Google tells me that the patent office has made available over seven million patents. By an extremely scientific process (averaging the size of the five random patents served on the Google patent search homepage,) I have concluded that the average patent requires a PDF about 164KB in size. The database, then, is about a terabyte in size. It would take about 2.5 hours to send the first message of this protocol (over gigabit ethernet). It would be much cheaper just to buy a copy of the whole database, stick in on a networked drive somewhere, and make all of your queries internally.

But let's consider human genomes, and imagine a world in which genome sequencing is cheap and easy. Now, Wikipedia tells me that the FBI maintains the Combined DNA Index System, which holds 5 million DNA profiles. A profile is not the same as a full genome, but I'm sure that we'll start storing entire genomes soon enough. Wikipedia also tells me that a single human genome is at least 756 megabytes. (That's for an XX genome. Interestingly, an XY genome is more: 770 megabytes.) But 99.9% of all human DNA is shared. So, really, only 770KB of that needs to be stored/communicated. The entire database, then is 3.6 terabytes, and would take 8 hours to send (again, over gigabit ethernet).
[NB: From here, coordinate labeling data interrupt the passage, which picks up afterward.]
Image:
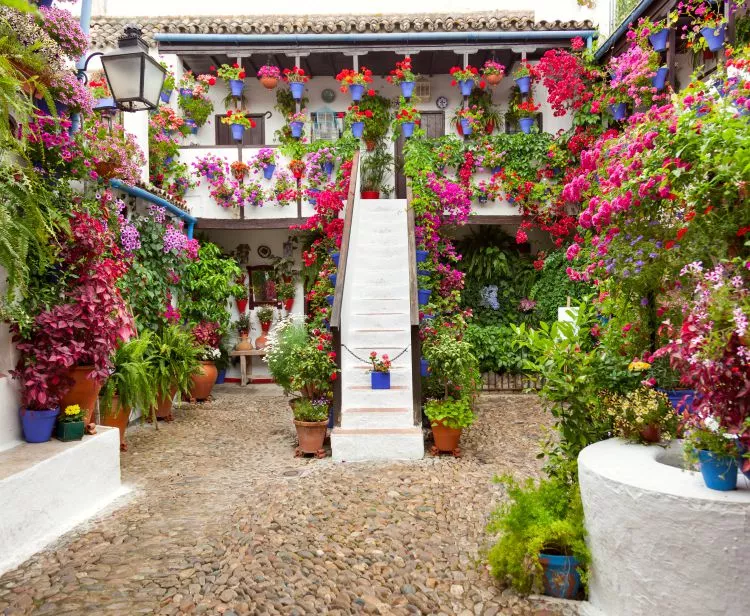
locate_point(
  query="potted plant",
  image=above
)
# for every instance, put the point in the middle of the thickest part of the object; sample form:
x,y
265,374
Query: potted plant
x,y
235,76
542,543
493,72
354,81
269,76
129,385
376,168
70,424
380,375
296,78
403,76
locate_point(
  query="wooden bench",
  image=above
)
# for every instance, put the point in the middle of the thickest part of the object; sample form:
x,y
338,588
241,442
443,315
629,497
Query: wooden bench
x,y
246,368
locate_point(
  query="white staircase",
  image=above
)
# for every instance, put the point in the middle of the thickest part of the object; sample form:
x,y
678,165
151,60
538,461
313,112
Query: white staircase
x,y
376,424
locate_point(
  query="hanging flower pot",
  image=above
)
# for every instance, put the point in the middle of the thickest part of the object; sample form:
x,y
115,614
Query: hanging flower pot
x,y
358,129
714,37
658,39
236,86
407,88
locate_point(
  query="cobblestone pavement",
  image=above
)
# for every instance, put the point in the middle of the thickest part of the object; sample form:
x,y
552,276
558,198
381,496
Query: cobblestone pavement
x,y
223,519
So, again I ask: really? Is anyone really going to engage in a protocol where the first message takes 8 hours to send? (And that's not even considering the communication cost of the overhead, or the computational cost of the encryption.) I had the chance to pose this question to the presenting author at their CCS talk, and her answer was essentially: "We were only really thinking of databases with a thousand or so entries."

...Which leads me back to my general frustration with the field of academic cryptography. It is not that this paper is especially impractical for the field. By the standards of the field, in fact, this protocol is entirely reasonable. Specifically, the protocol executes within something called 'probabilistic polynomial time' (PPT) meaning that its cost doesn't grow too fast as a function of key-length. But that rather technical definition really has nothing to do with actual practicality. The best way to think about this paper, then, is that it holds a mathematical result: some specific type of computation can in fact be done in PPT. And this is true of the field as a whole: it has become a field of mathematics, devoted to exploring one particularly interesting complexity class.

So, why am I so frustrated with this field? Because its interests and mine are so wildly out of sync. Were I interested in cryptography as a purely mathematical endeavor, I'd be happy as a clam. But I'm not. My interest is in using cryptography to somehow make the world a better place, and that's not happening right now. The gap between theoretical and practical cryptography is enormous, and gets wider with every paper like this one. The mathematical field of academic cryptography keeps going merrily along, producing result after result like this one (some interesting form of secure computation is computable in PPT) while the practice of cryptography remains where it was in 1990.

No, really-- what has actually changed in the past 20 years? We're replaced one block cipher with another (DES with AES), identify-based crypto has been made into a product no one buys (which is another rant all on its own) and more people have a certificate now than back then. In other words, nothing's really changed. We're still using the same basic kinds of crypto in the same ways-- or rather, trying to get people to use the same basic kinds of crypto the the same ways and failing.

Hence my frustration. There is almost no tech transfer from the world of academic cryptography to actual practice. Once the academic community discovers a PPT protocol for some task, there is no incentive to develop it into a practical one. So these mathematical discoveries keep piling up on the ever-growing mound of things that don't actually help me make the world better. Can the actual practice of cryptography be improved? Oh my yes, but I can't do it without help. I need better-designed crypto, I need faster crypto, I need more human-friendly crypto... I need a lot of things. Do I need a protocol for querying a database anonymously? Well, sure, I might-- so long as it can be run in the real world. But yet another PPT protocol is, in and of itself, no help at all.